Consider the initial value problem
\[\begin{split} &y''+6y' - 7y = 0\\ & y(0) = 4\\ &y'(0) = 7 \end{split}\]We begin by solving the differential equation. We start with the characteristic equation
\[r^2+6r -7 = (r+7)(r-1).\]Therefore the roots are $r = -7$ and $r = 1$. This means
\[y = c_1 e^{t} + c_2 e^{-7t}.\]To solve for the values of $c_1$ and $c_2$, we use the initial conditions:
\[y(0) = 4,\qquad y'(0) = 7.\]We use the first initial value to get
\[4 = y(0) = c_1 e^0 + c_2 e^{-7\times 0} = c_1+c_2.\]Using the second initial value we get
\[7 = y'(0) = c_1 e^0 - 7c_2 e^{-7\times 0} = c_1 - 7c_2.\]This gives the system of equations
\[\begin{split} c_1 + c_2 &= 4\\ c_1 - 7c_2 &= 7 \end{split}.\]We solve this as we would any system of equations. For this example we will add/subtract (multiples) of the equations together.

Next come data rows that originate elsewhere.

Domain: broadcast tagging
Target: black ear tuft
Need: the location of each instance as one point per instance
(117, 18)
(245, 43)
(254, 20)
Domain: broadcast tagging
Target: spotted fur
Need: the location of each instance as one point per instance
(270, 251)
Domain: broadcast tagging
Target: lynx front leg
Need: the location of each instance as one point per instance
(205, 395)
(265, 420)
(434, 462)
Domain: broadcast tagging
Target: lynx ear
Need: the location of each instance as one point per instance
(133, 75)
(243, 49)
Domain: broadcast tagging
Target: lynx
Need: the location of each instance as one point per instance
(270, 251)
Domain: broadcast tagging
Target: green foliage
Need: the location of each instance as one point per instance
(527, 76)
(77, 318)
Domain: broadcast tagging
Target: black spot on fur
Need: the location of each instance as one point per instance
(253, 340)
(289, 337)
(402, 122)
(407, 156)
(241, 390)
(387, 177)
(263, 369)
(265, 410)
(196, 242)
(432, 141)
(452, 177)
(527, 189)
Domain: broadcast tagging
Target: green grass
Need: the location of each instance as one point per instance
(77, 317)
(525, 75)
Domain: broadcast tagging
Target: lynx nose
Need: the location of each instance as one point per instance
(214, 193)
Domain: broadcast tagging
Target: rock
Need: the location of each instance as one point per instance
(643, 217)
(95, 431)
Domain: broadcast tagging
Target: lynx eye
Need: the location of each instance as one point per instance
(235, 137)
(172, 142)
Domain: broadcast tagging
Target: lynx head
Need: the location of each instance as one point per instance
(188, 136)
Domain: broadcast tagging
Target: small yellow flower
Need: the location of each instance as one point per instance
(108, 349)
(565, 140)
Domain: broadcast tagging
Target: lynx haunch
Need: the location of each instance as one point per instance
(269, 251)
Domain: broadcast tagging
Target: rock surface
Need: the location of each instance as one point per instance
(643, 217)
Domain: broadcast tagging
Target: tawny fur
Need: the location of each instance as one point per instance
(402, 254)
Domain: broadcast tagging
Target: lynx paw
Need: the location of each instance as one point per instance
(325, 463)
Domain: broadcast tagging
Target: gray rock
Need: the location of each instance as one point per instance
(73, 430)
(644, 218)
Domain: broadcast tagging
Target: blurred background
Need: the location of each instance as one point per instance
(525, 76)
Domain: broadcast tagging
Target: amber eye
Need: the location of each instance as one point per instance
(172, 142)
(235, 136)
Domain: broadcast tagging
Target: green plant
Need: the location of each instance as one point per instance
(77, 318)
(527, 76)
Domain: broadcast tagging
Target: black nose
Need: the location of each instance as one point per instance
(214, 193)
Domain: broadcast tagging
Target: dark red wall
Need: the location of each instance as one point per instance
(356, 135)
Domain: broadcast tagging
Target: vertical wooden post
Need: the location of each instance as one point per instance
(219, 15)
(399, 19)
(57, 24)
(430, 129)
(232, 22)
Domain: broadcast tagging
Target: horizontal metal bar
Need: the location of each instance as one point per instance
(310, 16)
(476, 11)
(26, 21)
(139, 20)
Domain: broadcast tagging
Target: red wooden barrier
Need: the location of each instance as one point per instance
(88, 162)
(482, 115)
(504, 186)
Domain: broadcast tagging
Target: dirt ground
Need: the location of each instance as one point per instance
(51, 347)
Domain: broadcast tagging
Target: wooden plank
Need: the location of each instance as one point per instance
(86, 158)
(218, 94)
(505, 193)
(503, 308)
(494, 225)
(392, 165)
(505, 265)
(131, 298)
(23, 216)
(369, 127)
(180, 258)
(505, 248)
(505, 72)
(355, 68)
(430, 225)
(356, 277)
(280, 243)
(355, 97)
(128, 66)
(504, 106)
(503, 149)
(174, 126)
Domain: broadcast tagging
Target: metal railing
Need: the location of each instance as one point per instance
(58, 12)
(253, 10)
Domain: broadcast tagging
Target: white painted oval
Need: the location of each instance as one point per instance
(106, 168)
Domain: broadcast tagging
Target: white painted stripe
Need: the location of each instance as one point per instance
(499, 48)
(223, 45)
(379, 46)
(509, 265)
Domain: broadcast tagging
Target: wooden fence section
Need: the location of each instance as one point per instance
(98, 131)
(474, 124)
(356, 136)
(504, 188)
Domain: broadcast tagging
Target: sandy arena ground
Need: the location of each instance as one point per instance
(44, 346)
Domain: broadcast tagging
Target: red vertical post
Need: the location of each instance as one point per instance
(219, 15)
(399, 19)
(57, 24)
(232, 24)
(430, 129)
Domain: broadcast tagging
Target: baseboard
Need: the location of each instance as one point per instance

We can cancel the $c_1$ terms by subtracting the bottom equation from the top equation:
\[\begin{split} c_1+c_2 &= 4\\ -\Big(c_1 - 7c_2 &= 7 \Big)\\ \hline 0c_1 +8 c_2&= -3. \end{split}\]This means that
\[c_2 = -3/8.\]We then use either equation to solve for $c_1$; we’ll choose using the $c_1+c_2 = 4$ equation:
\[c_1 - \frac{3}{8} = 4,\qquad \quad c_1 = 4+\frac{3}{8} = \frac{35}{8}.\]Thus
\[y = \frac{35}{8} e^t - \frac{3}{8} e^{-7t}.\]Consider
\[\begin{split} &y'' - 8y' + 16y = 0\\ &y(0) = 5\\ &y'(0) = 3. \end{split}\]We solve the differential equation by looking at the characteristic equation
\[r^2-8r+16 = (r-4)^2.\]So, we have a repeated root $r = 4$ which means
\[y = (c_1+c_2t)e^{4t}.\]But then, we differentiate to get
\[y' = 4(c_1+c_2 t)e^{4t} + c_2 e^{4t}.\]But then we can use the initial values $y(0) = 5$ and $y’(0) = 3$ to have:
\[\begin{split} 5 &= y(0) = (c_1 + c_2\times 0)e^{4\times 0} = c_1\\ 3&= y'(0) = 4(c_1+c_2\times 0)e^{4\times 0} + c_2 e^{4\times 0} = 4c_1+c_2. \end{split}\]This is easier to solve than Example 1, which is
\[c_1 = 5,\qquad \text{and}\qquad c_2 = -17.\]Then
\[y = (5-17t)e^{4t}.\]This algebra in this example was much easier than the first example and, as we will see, is much easier than the third example below. This is very often the case.
Consider
\[\begin{split} &y'' + 2y' + 5y = 0\\ &y(0) = 2\\ &y'(0) = 3 \end{split}\]We begin by looking at the characteristic equation:
\[r^2+2r+5 = (r+1)^2 + 2^2,\]which has (complex) roots
\[r = -1\pm 2i.\]This can also be obtained by the the quadratic formula.
The solution is therefore
\[y(t) = e^{-t} \left( c_1 \cos(2t)+c_2 \sin(2t)\right).\]We should also differentiate this to get
\[\begin{split} y' &= - e^{-t} (c_1 \cos(2t) + c_2\sin(2t)) \\ &\qquad + e^{-t}(-2c_1\sin(2t) + 2 c_2\cos(2t))\\ &= e^{-t} \left((-c_1+2c_2)\cos(2t) + (-c_2-2c_1)\sin(2t) \right). \end{split}\]We now use the initial conditions
\[\begin{split} 2 &= y(0) = e^{-0} \left( c_1 \cos(2\times 0) + c_2 \sin(2\times 0)\right) \\ 2&= c_1\\ 3&= e^{-0} \left( (-c_1+2c_2) \cos(2\times 0) + (-c_2-2c_1) \sin(2\times 0)\right)\\ 3&= -c_1 + 2c_2. \end{split}\]The above equations are easily solved. Indeed the second line gives $c_1 = 2$ and then we have
\[3 = -c_1 +2c_2 = -2 + 2c_2.\]So
\[c_1 = 2,\qquad c_2 = \frac{5}{2}.\]Plugging this into the general solution gives
\[y = e^{-t} \left(2\cos(2t) +\frac{5}{2}\sin(2t) \right).\]